Those were Harry Kane's words in February 2018 in an interview with ​The Players' Tribune after he scored his 100th Premier League goal for Tottenham.

"We’ve been close the past few seasons, but there’s only one way to close the gap - and I’m afraid it’s quite a boring answer. As my dad would say, we’ve gotta keep working, keep doin’. Keep getting on with it," ​he continued.

Kane's whole career, essentially his whole life, has been driven by proving people wrong, by the desire to be successful with his boyhood club. 

He's never been the most glamorous player. When he was a teenager, he was the everyman player, a generic figure, that guy you saw on the sidewalk on GTA a million times over because he's a lazy computer generation.

Despite valuing success at ​Spurs above all else in his career thus far, ​Kane admitted on an Instagram Live video recently that he would consider leaving Tottenham in search of silverware should the club not continue to push forward. But it feels like that ship has sailed.

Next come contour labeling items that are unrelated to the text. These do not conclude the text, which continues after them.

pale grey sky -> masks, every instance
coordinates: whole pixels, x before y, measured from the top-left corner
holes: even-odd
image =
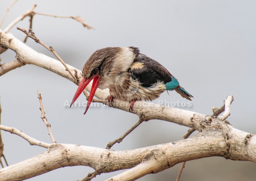
[[[12,1],[1,0],[0,19]],[[96,50],[106,47],[134,46],[157,61],[194,97],[192,106],[180,107],[211,114],[227,95],[234,100],[228,120],[239,129],[256,133],[256,1],[18,1],[2,26],[36,4],[36,12],[80,16],[96,29],[88,30],[77,22],[36,15],[33,30],[45,43],[52,45],[67,63],[80,69]],[[28,29],[28,18],[17,26]],[[20,40],[24,35],[11,32]],[[41,46],[29,40],[27,44],[51,57]],[[15,59],[8,50],[1,63]],[[103,107],[64,107],[77,86],[62,77],[27,65],[0,78],[3,109],[1,124],[15,127],[38,140],[50,143],[40,118],[36,90],[43,97],[46,116],[58,143],[105,148],[138,121],[133,114]],[[163,93],[154,102],[187,100],[176,92]],[[85,101],[84,96],[78,98]],[[188,128],[162,121],[143,123],[115,150],[134,149],[181,139]],[[10,164],[46,150],[31,146],[19,137],[1,132],[4,153]],[[138,180],[174,180],[180,164]],[[181,180],[254,180],[256,165],[249,162],[207,158],[187,162]],[[62,168],[30,181],[76,180],[93,171],[85,167]],[[98,176],[106,179],[123,171]]]

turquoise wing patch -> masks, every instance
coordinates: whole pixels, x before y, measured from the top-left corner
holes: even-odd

The England captain turns 27 in the summer and has had a recent history of serious injuries that have clearly affected his game - he's slower, he's weaker, he's not as prolific, he's not getting as many shots off, he's not getting in the right areas to maximise his goalscoring abilities anymore. Kane remains one of the world's finest forwards, but it's apparent that he's entering a new stage of his career, and one that could do without the upheaval of a move away from home comforts.

There was a time for Kane to leave Spurs - when he was scoring as many as Lionel Messi and Cristiano Ronaldo in a calendar year, when he was a back-to-back Golden Boot winner, when he was a trophy win away from being a serious Ballon d'Or contender. 

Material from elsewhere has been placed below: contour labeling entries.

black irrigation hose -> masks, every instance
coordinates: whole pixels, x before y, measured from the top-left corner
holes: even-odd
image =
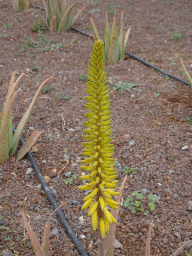
[[[125,53],[126,53],[127,55],[129,55],[131,58],[133,58],[133,59],[135,59],[135,60],[138,60],[138,61],[140,61],[141,63],[147,65],[148,67],[153,68],[153,69],[159,71],[160,73],[163,73],[164,75],[169,76],[169,77],[171,77],[171,78],[173,78],[173,79],[175,79],[175,80],[177,80],[177,81],[179,81],[179,82],[181,82],[181,83],[184,83],[184,84],[186,84],[187,86],[191,86],[189,82],[187,82],[187,81],[185,81],[185,80],[182,80],[182,79],[180,79],[180,78],[178,78],[178,77],[176,77],[176,76],[173,76],[173,75],[171,75],[171,74],[169,74],[169,73],[166,73],[165,71],[163,71],[163,70],[161,70],[161,69],[159,69],[159,68],[157,68],[157,67],[155,67],[155,66],[149,64],[148,62],[146,62],[146,61],[144,61],[144,60],[141,60],[140,58],[138,58],[137,56],[135,56],[135,55],[133,55],[133,54],[131,54],[131,53],[129,53],[129,52],[125,52]]]
[[[13,131],[15,131],[15,129],[13,128]],[[23,145],[25,143],[24,139],[20,137],[19,139],[20,143]],[[29,161],[31,162],[32,164],[32,167],[37,175],[37,178],[39,179],[50,203],[52,204],[52,206],[54,207],[54,209],[57,209],[59,207],[59,205],[57,204],[51,190],[49,189],[49,187],[47,186],[40,170],[38,169],[37,167],[37,164],[31,154],[31,152],[29,151],[28,153],[28,158],[29,158]],[[59,217],[59,220],[61,221],[61,223],[63,224],[64,228],[66,229],[68,235],[70,236],[70,238],[72,239],[73,243],[76,245],[80,255],[82,256],[88,256],[87,252],[85,251],[85,249],[83,248],[81,242],[79,241],[79,239],[77,238],[77,236],[75,235],[73,229],[71,228],[69,222],[67,221],[67,219],[65,218],[65,215],[64,213],[62,212],[61,209],[58,209],[56,211],[58,217]]]
[[[44,8],[39,7],[39,6],[36,6],[36,5],[35,5],[35,7],[36,7],[37,9],[45,10]],[[72,29],[75,30],[76,32],[82,34],[82,35],[85,35],[85,36],[88,36],[88,37],[92,37],[91,35],[89,35],[89,34],[87,34],[87,33],[85,33],[85,32],[82,32],[81,30],[79,30],[79,29],[77,29],[77,28],[72,27]],[[131,53],[129,53],[129,52],[125,52],[125,54],[129,55],[129,57],[131,57],[131,58],[133,58],[133,59],[135,59],[135,60],[137,60],[137,61],[140,61],[141,63],[145,64],[146,66],[148,66],[148,67],[150,67],[150,68],[153,68],[153,69],[155,69],[156,71],[159,71],[160,73],[162,73],[162,74],[164,74],[164,75],[166,75],[166,76],[168,76],[168,77],[170,77],[170,78],[173,78],[173,79],[175,79],[175,80],[177,80],[177,81],[179,81],[179,82],[181,82],[181,83],[183,83],[183,84],[186,84],[187,86],[190,86],[190,87],[191,87],[191,84],[190,84],[189,82],[187,82],[187,81],[185,81],[185,80],[182,80],[182,79],[180,79],[180,78],[178,78],[178,77],[176,77],[176,76],[173,76],[173,75],[171,75],[171,74],[169,74],[169,73],[167,73],[167,72],[165,72],[165,71],[163,71],[163,70],[161,70],[161,69],[159,69],[159,68],[157,68],[157,67],[151,65],[150,63],[148,63],[148,62],[146,62],[146,61],[144,61],[144,60],[138,58],[137,56],[135,56],[135,55],[133,55],[133,54],[131,54]]]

Those days have been and gone.

But most importantly, Kane shouldn't leave because it would almost be a betrayal to himself and his legacy, completely changing how he'd be remembered. He has the potential to head to Real Madrid or Barcelona or Bayern Munich or whoever and sweep up silverware, but there'd always be that asterisk next to his name - you never did it with Tottenham.

Kane's legacy that he's tried to leave since he became a top striker has been that of the one-club man, remaining supremely loyal to Spurs even when he could have forced a move to any team he liked. Players wanting to leave clubs in search of new challenges isn't a bad thing, but Kane has set himself up to be more than a normal player. When you wed yourself into the marriage of one club, you can't just opt out without major repercussions.

He could still break Alan Shearer's Premier League goals record. He could still break the great Jimmy Greaves' Spurs goals record. He could still assume the captaincy from the waning Hugo Lloris and lead the club back to glory. Even several notches down from the best-case scenario, Kane could still retire as Mr Tottenham, the definitive face of his football club.

He's come too far in his career to back out now - if he stays at Spurs, he'll at the very least become a club legend there, but leaving would tear the club in two and he'd be just another striker wherever. You never did it with Tottenham.

Would a player with the almost unusual sentiment in the modern day of Kane rather live with the regret of not leaving to try and win elsewhere, or the regret that he never could break Spurs' duck?